Presently I saw a speck on the sea, and eagerly watched it; for it drew rapidly near, and seemed to be going my way. When it came closer, I was much amazed; for, of all the queer boats I ever saw, this was the queerest. It was a great wooden bowl, very cracked and old; and in it sat three gray-headed little gentlemen with spectacles, all reading busily, and letting the boat go where it pleased. Now, right in their way was a rock; and I called out, “Sir, sir, take care.”

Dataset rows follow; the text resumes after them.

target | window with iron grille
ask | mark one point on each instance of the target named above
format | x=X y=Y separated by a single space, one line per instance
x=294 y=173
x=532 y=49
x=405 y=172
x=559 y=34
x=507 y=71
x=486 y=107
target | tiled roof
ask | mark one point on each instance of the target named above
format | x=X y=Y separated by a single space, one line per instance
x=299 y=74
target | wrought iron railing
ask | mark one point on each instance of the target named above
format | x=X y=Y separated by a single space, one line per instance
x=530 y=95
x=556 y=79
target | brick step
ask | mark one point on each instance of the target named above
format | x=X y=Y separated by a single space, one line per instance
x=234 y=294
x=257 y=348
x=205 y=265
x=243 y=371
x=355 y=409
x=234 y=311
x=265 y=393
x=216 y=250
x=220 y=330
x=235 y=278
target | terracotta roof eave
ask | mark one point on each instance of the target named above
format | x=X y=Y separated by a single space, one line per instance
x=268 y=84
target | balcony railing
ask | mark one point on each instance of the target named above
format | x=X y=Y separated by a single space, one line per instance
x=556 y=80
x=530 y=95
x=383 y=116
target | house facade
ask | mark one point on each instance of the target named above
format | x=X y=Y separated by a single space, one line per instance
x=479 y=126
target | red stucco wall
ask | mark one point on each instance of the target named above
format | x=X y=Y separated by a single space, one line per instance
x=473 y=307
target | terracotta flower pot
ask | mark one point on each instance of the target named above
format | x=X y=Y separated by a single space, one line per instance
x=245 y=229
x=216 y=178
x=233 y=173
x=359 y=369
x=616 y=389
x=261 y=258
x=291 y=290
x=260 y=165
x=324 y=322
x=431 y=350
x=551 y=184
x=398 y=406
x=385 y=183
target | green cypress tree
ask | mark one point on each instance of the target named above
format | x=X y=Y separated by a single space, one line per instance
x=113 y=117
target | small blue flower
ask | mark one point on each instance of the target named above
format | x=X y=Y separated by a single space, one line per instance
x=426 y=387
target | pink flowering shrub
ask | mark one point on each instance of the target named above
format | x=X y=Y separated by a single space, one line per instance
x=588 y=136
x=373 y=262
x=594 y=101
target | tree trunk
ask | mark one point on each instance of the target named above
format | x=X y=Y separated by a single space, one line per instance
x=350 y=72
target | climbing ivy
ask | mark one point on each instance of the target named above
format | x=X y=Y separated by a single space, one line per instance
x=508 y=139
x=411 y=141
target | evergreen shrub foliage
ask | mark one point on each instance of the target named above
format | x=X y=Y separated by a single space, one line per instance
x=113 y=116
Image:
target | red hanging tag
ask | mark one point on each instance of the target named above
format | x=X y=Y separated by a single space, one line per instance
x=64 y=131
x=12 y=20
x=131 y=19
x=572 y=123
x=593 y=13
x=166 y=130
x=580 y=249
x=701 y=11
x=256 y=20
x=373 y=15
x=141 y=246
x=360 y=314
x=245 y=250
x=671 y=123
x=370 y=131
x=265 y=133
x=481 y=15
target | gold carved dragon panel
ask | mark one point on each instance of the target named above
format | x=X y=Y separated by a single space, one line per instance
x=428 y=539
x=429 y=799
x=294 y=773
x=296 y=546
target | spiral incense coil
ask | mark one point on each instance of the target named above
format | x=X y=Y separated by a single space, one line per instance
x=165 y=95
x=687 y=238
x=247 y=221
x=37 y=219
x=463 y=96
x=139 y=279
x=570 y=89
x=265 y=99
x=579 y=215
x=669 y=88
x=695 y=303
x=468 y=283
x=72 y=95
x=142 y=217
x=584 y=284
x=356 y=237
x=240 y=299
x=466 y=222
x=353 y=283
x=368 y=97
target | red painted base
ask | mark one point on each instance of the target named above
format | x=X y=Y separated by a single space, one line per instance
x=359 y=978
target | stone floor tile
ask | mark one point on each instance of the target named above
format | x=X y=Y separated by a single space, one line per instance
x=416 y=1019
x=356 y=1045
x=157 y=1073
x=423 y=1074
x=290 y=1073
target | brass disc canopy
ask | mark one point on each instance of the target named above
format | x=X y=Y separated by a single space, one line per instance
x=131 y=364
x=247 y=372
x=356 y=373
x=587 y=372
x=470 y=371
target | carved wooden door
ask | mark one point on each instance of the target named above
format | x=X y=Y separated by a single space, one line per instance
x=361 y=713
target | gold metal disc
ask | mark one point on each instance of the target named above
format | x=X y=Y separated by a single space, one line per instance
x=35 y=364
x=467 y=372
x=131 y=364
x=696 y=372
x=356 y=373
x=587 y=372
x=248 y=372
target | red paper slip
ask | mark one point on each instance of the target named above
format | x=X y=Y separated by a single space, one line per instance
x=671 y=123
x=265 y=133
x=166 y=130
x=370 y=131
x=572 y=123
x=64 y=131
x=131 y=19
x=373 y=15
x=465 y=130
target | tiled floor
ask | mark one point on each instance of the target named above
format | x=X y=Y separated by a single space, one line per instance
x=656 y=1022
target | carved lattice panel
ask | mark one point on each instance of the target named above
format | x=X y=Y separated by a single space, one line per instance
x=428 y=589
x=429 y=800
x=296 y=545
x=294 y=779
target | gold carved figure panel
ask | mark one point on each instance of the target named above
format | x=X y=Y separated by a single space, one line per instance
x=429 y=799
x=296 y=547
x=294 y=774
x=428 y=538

But my call came too late: crash went the bowl, out came the bottom, and down plumped all the little gentlemen into the sea. I tried not to laugh, as the books, wigs, and spectacles flew about; and, urging my boat nearer, I managed to fish them up, dripping and sneezing, and looking like drowned kittens. When the flurry was over, and they had got their breath, I asked who they were, and where they were going.

“We are from Gotham, ma’am,” said the fattest one, wiping a very wet face on a very wet handkerchief. “We were going to that island yonder. We have often tried, but never got there: it’s always so, and I begin to think the thing can’t be done.”

I looked where he pointed; and, sure enough, there was an island where I had never seen one before. I rubbed my eyes, and looked again. Yes: there it was,–a little island, with trees and people on it; for I saw smoke coming out of the chimney of a queerly-shaped house on the shore.

“What is the name of it?” I asked.

The little old gentleman put his finger on his lips, and said, with a mysterious nod:

“I couldn’t tell you, ma’am. It’s a secret; but, if you manage to land there, you will soon know.”

The other old men nodded at the same time; and then all went to reading again, with the water still dropping off the ends of their noses. This made me very curious; and, as the tide drifted us nearer and nearer, I looked well about me, and saw several things that filled me with a strong desire to land on the island. The odd house, I found, was built like a high-heeled shoe; and at every window I saw children’s heads. Some were eating broth; some were crying; and some had nightcaps on. I caught sight of a distracted old lady flying about, with a ladle in one hand, and a rod in the other; but the house was so full of children (even up to the skylight,–out of which they popped their heads, and nodded at me) that I couldn’t see much of the mamma of this large family: one seldom can, you know.

I had hardly got over my surprise at this queer sight, when I saw a cow fly up through the air, over the new moon that hung there, and come down and disappear in the woods. I really didn’t know what to make of this, but had no time to ask the old men what it meant; for a cat, playing a fiddle, was seen on the shore. A little dog stood by, listening and laughing; while a dish and a spoon ran away over the beach with all their might. If the boat had not floated up to the land, I think I should have swam there,–I was so anxious to see what was going on; for there was a great racket on the island, and such a remarkable collection of creatures, it was impossible to help staring.